Potential mitigation of titanium dioxide nanoparticles against 2,4,6-trinitrobenzene sulfonic acid (TNBS)-induced colitis through inhibiting the canonical NF-κB pathway

Titanium dioxide nanoparticles (TiO₂ NPs) have been widely employed in various industry fields, which makes consumers concerned about their health impact. Our previous work displayed that TiO₂ NPs participated in the mitigation of TNBS-induced colitis, but the mechanism is still unknown. This work aimed to explore the role of oxidative stress and NF-κB pathway in the effect of TiO₂ NPs on TNBS-induced colitis.

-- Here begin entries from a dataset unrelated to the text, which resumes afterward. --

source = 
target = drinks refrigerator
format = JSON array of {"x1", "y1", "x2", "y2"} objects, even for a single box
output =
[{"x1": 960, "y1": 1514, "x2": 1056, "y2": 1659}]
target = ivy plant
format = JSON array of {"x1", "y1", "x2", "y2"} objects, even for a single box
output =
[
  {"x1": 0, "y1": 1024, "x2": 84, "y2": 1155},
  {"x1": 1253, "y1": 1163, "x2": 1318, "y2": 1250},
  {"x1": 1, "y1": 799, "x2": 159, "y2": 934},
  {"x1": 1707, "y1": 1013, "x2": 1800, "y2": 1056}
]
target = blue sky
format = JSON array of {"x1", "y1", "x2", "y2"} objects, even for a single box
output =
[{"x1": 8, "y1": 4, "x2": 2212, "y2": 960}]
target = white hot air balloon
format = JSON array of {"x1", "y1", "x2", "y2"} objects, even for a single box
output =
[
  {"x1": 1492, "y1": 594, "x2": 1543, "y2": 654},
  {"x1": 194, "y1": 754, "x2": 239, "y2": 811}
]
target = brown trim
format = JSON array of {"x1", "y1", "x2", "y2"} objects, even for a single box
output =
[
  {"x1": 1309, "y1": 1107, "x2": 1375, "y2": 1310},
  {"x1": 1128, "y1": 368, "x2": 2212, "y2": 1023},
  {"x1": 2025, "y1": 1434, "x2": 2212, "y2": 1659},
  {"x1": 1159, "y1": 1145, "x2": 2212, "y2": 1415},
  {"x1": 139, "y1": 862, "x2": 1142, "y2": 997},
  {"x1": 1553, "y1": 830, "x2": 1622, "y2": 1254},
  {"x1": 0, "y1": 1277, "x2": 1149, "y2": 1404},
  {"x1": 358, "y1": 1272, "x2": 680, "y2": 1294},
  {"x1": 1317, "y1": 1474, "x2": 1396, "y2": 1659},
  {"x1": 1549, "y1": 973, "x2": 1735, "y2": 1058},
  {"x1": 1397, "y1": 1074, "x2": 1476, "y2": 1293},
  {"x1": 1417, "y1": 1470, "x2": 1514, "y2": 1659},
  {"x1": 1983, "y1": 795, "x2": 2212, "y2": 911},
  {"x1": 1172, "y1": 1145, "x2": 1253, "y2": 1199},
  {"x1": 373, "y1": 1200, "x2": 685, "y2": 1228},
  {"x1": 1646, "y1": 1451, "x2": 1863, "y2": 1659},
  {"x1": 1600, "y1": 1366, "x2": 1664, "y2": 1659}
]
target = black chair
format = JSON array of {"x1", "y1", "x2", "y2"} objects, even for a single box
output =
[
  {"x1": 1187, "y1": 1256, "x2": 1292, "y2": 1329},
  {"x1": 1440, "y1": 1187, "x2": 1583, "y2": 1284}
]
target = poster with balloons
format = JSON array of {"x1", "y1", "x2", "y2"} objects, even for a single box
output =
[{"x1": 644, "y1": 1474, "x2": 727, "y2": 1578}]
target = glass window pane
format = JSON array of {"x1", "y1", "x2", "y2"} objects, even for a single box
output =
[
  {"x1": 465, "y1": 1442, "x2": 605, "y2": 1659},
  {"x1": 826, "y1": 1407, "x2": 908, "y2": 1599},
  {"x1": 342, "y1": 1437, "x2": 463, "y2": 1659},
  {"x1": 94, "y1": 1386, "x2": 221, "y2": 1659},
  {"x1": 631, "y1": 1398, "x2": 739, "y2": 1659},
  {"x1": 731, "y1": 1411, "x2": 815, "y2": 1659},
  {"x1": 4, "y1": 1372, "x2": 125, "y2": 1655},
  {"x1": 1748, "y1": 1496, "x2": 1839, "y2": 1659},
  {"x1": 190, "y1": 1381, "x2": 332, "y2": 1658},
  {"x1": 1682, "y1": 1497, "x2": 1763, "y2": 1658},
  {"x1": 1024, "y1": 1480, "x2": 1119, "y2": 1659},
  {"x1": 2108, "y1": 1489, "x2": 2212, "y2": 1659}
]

The results showed that TiO₂ NPs administration reduced the DAI score of colitis mice after TNBS enema. TiO₂ NPs did not alter oxidative stress status (GSH/GSSG), but repaired the gut dysbacteriosis and inhibited the canonical NF-κB pathway activation in TNBS-induced colitis mice, manifested as a decrease in pathogenic bacteria and an increase in beneficial bacteria, as well as down-regulation of toll-like receptors (TLRs), IKKα, IKKβ, p65 and pro-inflammatory cytokines (IL-1β, IL-6, TNF-α and IFN-γ) in mRNA level, and the increased transcription of anti-inflammatory cytokines (IL-10, TGF-β, and IL-12), along with the declined protein level of TNF-α in TiO₂ NPs treated colitis mice. The present study suggested that oral TiO₂ NPs administration inhibited the canonical NF-κB pathway activation by repairing gut dysbacteriosis, which made a predominant role in alleviating colitis. These findings provided a new perspective for exploring the safety of TiO₂ NPs.